CDN on Demand: Affordable DDoS Defense using Untrusted IaaS-Clouds
Yossi Gilad came to give a talk at the MIT on using untrusted IaaS clouds to prevent DDoS attacks, which was published in NDSS 2016. I will outline some keys points in his talk, but for more information, I refer you to his paper.
Many websites use content delivery networks (CDNs) as a form of denial of service (DoS) defense. They distribute content across multiple, geo-distributed proxies. CDNs allow for a high-bandwidth, distributed, and scalable infrastructure, but there are still a few problems.
First is cost. It is expensive for CDNs to provide continuous, full service. Second is key management. For HTTPS sites, the website has to provide its secret key to the CDN, but a CDN might be compromised or malicious. Finally, there is a tradeoff between cost and trust. More trusted CDNs, like Akamai and Amazon, are more expensive than less trusted CDNs, like CDN77. The question is if they can build a secure, low-cost CDN-based DoS defense.

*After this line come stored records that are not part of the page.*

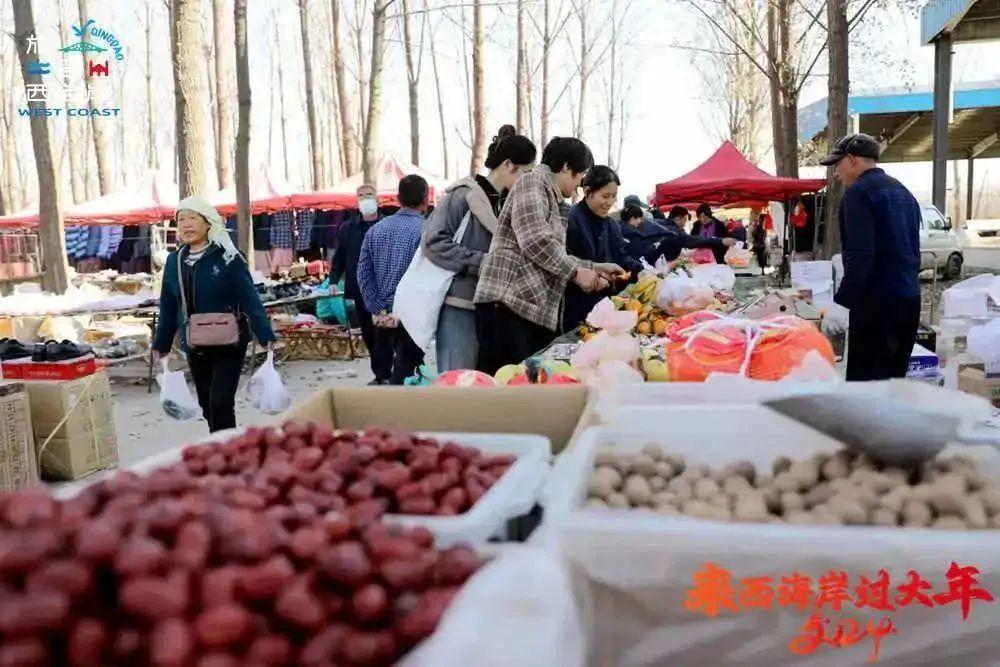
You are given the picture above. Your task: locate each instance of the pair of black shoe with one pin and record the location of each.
(13, 349)
(59, 351)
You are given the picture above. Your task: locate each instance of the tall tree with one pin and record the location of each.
(189, 96)
(77, 186)
(152, 159)
(349, 160)
(437, 90)
(49, 211)
(98, 126)
(223, 103)
(520, 82)
(243, 230)
(314, 147)
(373, 123)
(836, 118)
(413, 77)
(478, 103)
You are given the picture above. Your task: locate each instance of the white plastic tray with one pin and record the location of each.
(513, 495)
(640, 565)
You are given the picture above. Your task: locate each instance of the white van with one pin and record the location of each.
(939, 244)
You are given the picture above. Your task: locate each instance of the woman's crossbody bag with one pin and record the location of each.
(207, 329)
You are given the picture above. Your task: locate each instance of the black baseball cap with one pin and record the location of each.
(859, 145)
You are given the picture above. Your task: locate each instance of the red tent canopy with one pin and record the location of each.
(728, 177)
(153, 199)
(388, 171)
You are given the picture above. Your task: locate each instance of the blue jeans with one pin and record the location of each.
(457, 345)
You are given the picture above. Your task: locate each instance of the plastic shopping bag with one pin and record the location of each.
(266, 391)
(175, 396)
(421, 292)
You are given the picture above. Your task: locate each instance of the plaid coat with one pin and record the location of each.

The goals are to build a CDN system built on multiple low-cost IaaS clouds, and deploy only when and where they are needed. The system should have object level security and does not have to share its keys with the CDN. Finally, they want this to be a software package rather than third-party service (open source).

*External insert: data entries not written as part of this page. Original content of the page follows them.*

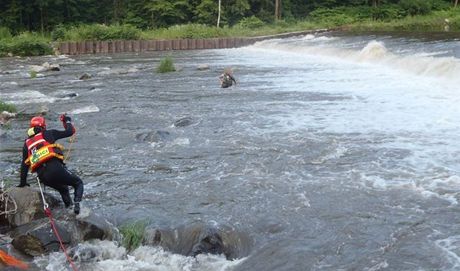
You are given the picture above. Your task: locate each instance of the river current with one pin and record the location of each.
(332, 152)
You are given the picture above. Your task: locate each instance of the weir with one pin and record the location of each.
(127, 46)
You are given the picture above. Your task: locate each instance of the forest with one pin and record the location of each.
(45, 15)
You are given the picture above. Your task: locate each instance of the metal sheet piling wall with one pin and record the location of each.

The key idea is the use of clientless authenticated objects. They store static “authenticated objects” on untrusted proxies. This way, the website does not have to share private keys and complements the TLS network level protection. However, this avoids changes to the client but allows for flexibility in an “on-demand” system because it allows for cheaper, less trusted crowds and allows the system to switch between clouds.
What about private content? The website needs to establish a user key on authentication and use the content origin as an authentication oracle. They store private web objects encrypted, and each object is associated with a unique symmetric key. They also have a loss-resilient tunnel that tunnels packets between content-origin and proxies over UDP that uses network coding to ensure delivery even in situations with high packet loss.
Here is asummary of their results:
- Handle thousands of clients simultaneously
- DoS attacks and flash-crowds have limited effect
- Fraction of the cost of commercial CDN defenses
For more details about their results and other components of the system, I refer you to their paper. This is interesting work that allows web services to deploy their website on CDNs more cheaply because they do not have to pay a premium for using a less trusted CDN.